Bhagavad Gita Chapter 1, Verse 32
न काङ्क्षे विजयं कृष्ण न च राज्यं सुखानि च | किं नो राज्येन गोविन्द किं भोगैर्जीवितेन वा ||
na kāṅkṣe vijayaṁ kṛṣṇa na ca rājyaṁ sukhāni ca kiṁ no rājyena govinda kiṁ bhogair jīvitena vā
I desire not victory, O Krishna, nor kingdom, nor pleasures. What good is kingdom to us, O Krishna, what enjoyments or even life itself?

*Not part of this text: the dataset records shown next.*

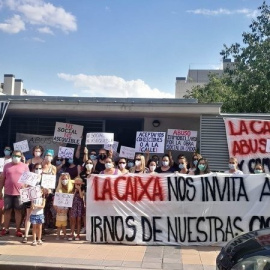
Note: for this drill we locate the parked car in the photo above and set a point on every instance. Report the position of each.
(249, 251)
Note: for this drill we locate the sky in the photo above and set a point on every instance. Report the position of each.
(116, 48)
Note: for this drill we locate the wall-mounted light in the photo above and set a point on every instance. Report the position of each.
(156, 123)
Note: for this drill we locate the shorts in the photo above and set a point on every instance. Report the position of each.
(37, 219)
(60, 223)
(12, 202)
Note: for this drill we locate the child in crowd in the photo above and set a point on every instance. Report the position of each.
(37, 218)
(64, 186)
(77, 209)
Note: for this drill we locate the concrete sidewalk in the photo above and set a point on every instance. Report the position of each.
(63, 254)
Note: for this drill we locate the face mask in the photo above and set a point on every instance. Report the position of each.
(48, 158)
(108, 165)
(64, 182)
(7, 152)
(38, 171)
(37, 154)
(89, 166)
(16, 160)
(102, 156)
(231, 166)
(70, 161)
(122, 166)
(165, 163)
(182, 166)
(201, 167)
(58, 162)
(130, 164)
(138, 162)
(93, 157)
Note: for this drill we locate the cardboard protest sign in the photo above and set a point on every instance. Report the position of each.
(112, 147)
(127, 152)
(99, 138)
(21, 146)
(67, 133)
(2, 163)
(170, 209)
(48, 181)
(63, 199)
(152, 142)
(29, 178)
(30, 194)
(181, 140)
(65, 152)
(247, 141)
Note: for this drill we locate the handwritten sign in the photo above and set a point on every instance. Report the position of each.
(48, 181)
(30, 194)
(99, 138)
(127, 152)
(29, 178)
(2, 163)
(21, 146)
(112, 147)
(67, 133)
(65, 152)
(152, 142)
(181, 140)
(63, 199)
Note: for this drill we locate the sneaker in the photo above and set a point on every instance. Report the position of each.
(4, 232)
(24, 240)
(83, 230)
(19, 233)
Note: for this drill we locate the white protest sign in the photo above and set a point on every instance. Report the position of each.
(48, 181)
(68, 133)
(21, 146)
(112, 147)
(65, 152)
(152, 142)
(29, 178)
(2, 163)
(63, 199)
(127, 152)
(99, 138)
(30, 194)
(181, 140)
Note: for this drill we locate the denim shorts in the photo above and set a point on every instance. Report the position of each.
(37, 219)
(12, 202)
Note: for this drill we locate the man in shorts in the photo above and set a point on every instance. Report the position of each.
(9, 180)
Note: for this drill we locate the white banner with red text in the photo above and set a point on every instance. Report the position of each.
(171, 209)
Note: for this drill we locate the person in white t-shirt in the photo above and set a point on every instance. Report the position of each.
(233, 165)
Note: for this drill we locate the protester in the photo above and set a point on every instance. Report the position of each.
(202, 167)
(139, 165)
(37, 168)
(233, 165)
(37, 218)
(37, 153)
(9, 180)
(122, 165)
(77, 210)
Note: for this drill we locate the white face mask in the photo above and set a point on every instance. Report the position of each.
(89, 166)
(64, 182)
(138, 162)
(108, 165)
(165, 163)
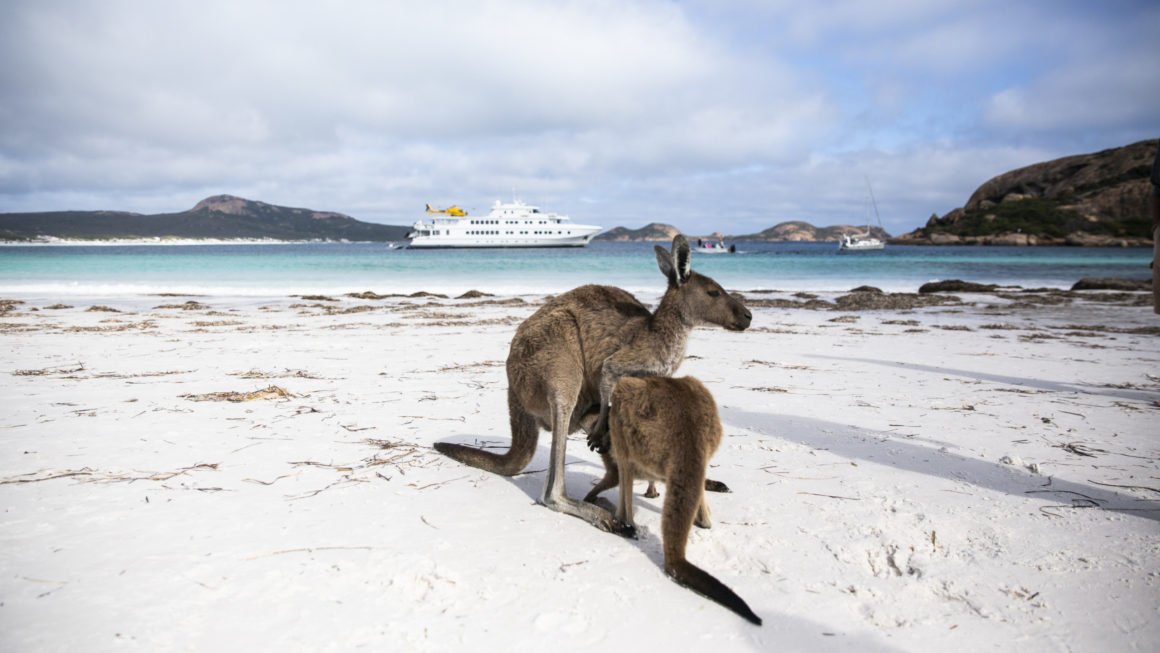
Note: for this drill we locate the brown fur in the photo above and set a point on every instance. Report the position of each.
(667, 429)
(571, 352)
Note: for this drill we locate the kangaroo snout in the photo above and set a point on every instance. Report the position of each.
(741, 319)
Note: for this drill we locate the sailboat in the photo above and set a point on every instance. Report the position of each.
(863, 241)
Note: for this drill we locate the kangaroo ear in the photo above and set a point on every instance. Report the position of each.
(682, 259)
(665, 262)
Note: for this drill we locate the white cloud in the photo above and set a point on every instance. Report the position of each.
(624, 111)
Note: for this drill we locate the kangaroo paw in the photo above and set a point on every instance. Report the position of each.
(624, 529)
(716, 486)
(599, 440)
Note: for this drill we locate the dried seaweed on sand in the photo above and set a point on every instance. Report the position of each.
(269, 392)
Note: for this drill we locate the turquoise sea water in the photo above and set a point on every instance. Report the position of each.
(336, 268)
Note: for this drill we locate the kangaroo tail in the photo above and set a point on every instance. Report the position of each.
(705, 585)
(524, 434)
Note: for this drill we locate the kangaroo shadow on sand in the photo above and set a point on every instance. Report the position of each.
(887, 449)
(580, 474)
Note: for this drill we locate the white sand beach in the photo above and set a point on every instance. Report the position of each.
(209, 473)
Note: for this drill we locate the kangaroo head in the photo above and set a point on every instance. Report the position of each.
(702, 299)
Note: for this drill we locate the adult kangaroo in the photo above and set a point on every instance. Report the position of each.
(566, 357)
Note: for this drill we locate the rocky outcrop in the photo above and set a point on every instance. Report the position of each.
(1088, 200)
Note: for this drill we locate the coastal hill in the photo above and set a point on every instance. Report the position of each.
(651, 231)
(218, 217)
(1099, 198)
(794, 231)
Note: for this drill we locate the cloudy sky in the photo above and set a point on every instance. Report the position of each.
(709, 115)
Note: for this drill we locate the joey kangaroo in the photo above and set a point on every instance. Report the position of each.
(565, 358)
(667, 429)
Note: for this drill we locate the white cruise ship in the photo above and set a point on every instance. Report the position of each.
(513, 224)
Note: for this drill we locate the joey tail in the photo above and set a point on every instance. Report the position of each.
(701, 581)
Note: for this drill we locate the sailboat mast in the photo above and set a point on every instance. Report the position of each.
(875, 204)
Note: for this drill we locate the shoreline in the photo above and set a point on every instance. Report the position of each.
(965, 473)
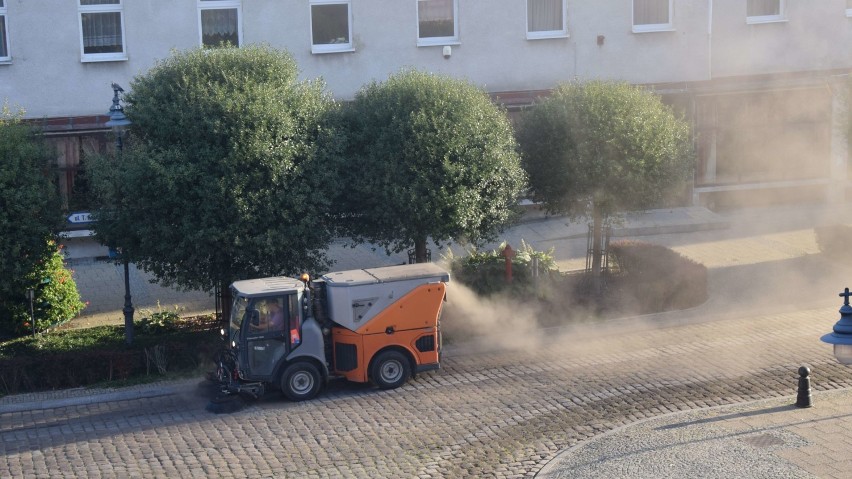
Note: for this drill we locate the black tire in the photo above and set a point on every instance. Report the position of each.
(301, 381)
(390, 370)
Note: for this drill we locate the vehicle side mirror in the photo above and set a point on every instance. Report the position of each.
(255, 317)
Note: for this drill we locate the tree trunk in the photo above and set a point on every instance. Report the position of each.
(597, 234)
(226, 300)
(420, 251)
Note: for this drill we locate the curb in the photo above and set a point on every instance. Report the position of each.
(141, 393)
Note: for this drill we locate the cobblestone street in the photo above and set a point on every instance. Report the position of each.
(487, 413)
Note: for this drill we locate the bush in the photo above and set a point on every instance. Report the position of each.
(160, 321)
(833, 239)
(56, 299)
(73, 358)
(654, 278)
(485, 272)
(30, 215)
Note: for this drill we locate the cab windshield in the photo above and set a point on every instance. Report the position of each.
(238, 313)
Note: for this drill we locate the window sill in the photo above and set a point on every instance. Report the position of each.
(105, 58)
(653, 28)
(546, 35)
(767, 19)
(318, 50)
(437, 42)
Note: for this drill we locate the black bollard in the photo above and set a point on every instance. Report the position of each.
(803, 398)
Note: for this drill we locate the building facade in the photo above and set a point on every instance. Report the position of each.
(764, 82)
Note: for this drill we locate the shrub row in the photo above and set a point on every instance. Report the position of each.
(654, 278)
(484, 272)
(74, 358)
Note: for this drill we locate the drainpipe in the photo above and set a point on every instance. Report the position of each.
(709, 39)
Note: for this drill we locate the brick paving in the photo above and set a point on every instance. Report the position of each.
(487, 413)
(494, 410)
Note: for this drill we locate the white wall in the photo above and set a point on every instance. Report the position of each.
(47, 78)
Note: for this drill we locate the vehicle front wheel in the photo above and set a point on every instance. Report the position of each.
(301, 381)
(390, 370)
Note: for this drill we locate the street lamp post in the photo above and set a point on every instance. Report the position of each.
(841, 336)
(118, 122)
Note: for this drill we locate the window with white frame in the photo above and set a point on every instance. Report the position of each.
(763, 11)
(101, 30)
(331, 26)
(547, 19)
(219, 23)
(5, 56)
(437, 22)
(652, 15)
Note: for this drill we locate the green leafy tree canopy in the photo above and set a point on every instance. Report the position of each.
(427, 157)
(598, 148)
(30, 217)
(603, 146)
(219, 179)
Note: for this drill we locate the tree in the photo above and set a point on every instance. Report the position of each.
(30, 217)
(598, 148)
(426, 156)
(219, 180)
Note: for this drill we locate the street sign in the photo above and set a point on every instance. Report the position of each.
(79, 218)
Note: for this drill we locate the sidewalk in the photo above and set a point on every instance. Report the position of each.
(766, 439)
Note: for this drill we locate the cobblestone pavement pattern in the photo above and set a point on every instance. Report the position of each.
(497, 413)
(503, 406)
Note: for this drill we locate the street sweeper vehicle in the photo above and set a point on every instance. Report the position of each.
(379, 325)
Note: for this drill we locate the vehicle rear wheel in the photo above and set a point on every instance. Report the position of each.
(301, 381)
(390, 370)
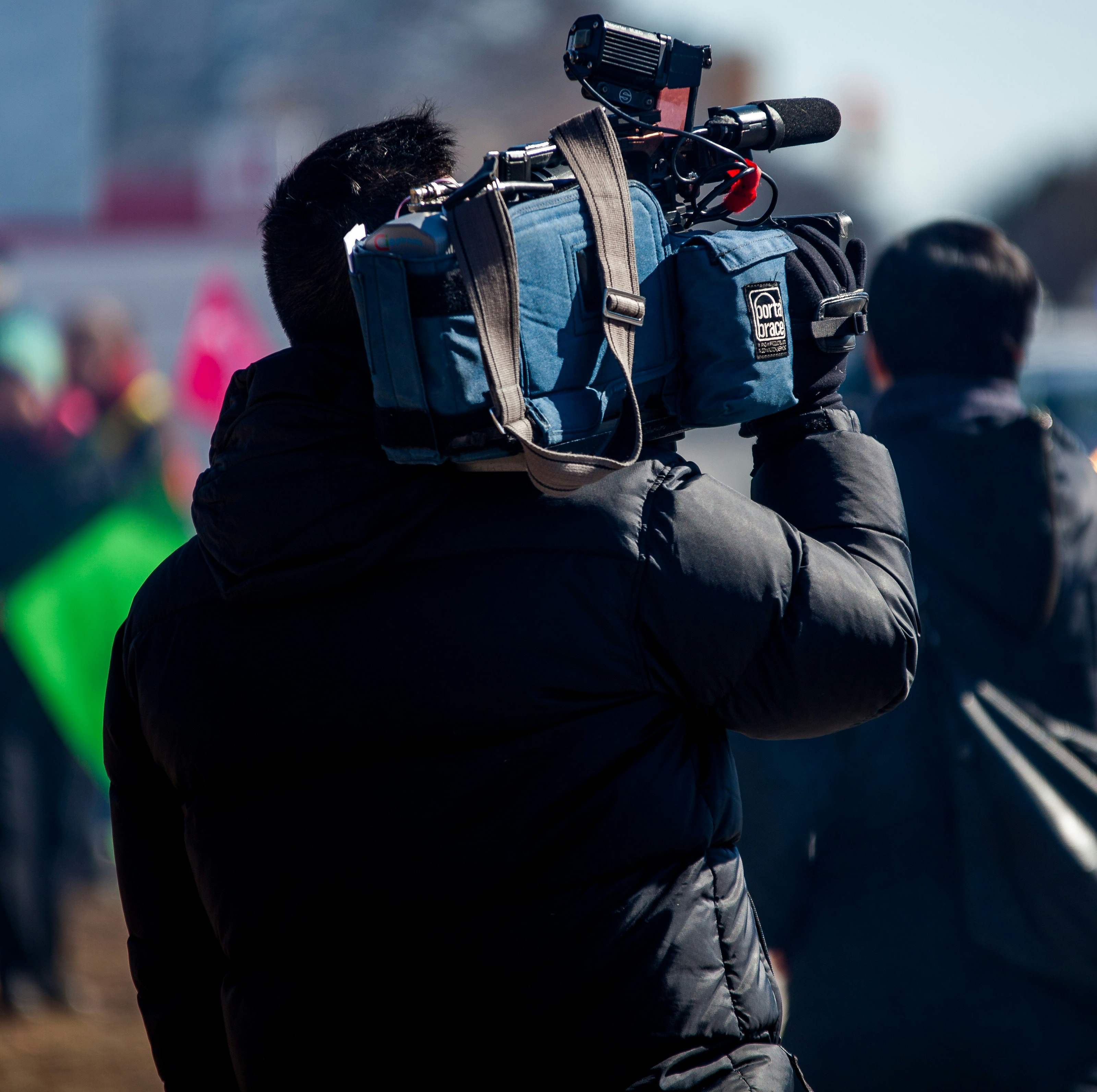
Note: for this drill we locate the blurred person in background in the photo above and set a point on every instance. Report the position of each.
(853, 842)
(121, 404)
(47, 800)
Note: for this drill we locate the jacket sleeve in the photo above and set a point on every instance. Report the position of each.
(175, 959)
(790, 616)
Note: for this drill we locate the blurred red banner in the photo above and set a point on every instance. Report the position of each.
(222, 335)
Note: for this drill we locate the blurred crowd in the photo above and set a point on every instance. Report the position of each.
(85, 425)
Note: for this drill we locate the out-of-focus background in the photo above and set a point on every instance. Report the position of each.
(138, 142)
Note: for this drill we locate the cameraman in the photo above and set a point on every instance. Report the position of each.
(423, 778)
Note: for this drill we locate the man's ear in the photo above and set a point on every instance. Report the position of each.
(879, 372)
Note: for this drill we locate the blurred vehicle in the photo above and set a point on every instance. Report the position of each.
(1061, 371)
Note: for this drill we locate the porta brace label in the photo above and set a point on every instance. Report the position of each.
(766, 309)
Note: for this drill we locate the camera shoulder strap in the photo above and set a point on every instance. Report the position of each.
(484, 242)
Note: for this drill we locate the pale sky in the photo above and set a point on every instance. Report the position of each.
(977, 98)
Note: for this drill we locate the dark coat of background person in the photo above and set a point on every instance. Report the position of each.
(422, 778)
(852, 841)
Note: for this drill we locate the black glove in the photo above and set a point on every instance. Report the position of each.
(819, 269)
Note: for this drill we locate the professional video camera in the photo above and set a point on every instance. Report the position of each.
(649, 83)
(517, 265)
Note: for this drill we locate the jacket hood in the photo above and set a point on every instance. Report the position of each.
(299, 497)
(974, 467)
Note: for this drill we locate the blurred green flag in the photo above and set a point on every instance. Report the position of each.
(62, 616)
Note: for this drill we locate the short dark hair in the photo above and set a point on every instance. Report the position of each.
(954, 298)
(359, 177)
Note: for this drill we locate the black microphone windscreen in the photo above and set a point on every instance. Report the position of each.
(807, 121)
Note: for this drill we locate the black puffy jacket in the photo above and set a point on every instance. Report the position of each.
(423, 778)
(863, 865)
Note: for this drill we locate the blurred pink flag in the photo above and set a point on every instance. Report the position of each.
(222, 335)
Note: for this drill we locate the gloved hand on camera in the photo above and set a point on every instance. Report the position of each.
(817, 270)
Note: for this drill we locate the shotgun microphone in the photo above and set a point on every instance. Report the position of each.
(775, 123)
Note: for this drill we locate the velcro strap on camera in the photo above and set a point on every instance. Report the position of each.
(839, 319)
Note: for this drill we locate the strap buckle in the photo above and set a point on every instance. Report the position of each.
(624, 307)
(841, 320)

Arjuna declares 'na kāṅkṣe vijayam'—I don't desire victory, 'na rājyam sukhāni ca'—nor kingdom nor pleasures. Then the devastating questions: 'Kim no rājyena govinda?'—what use is kingdom to us? 'Kim bhogaiḥ jīvitena vā?'—what use enjoyments or even life itself? This isn't depression; it's existential clarity. A kingdom won by killing your family—who do you share it with? Pleasures alone, haunted by who you killed—what pleasure? The verse reveals a radical truth: when the path to your goal destroys what makes the goal meaningful, achieving it is failure. When means contradict ends, the rational response is questioning the pursuit, not pushing through.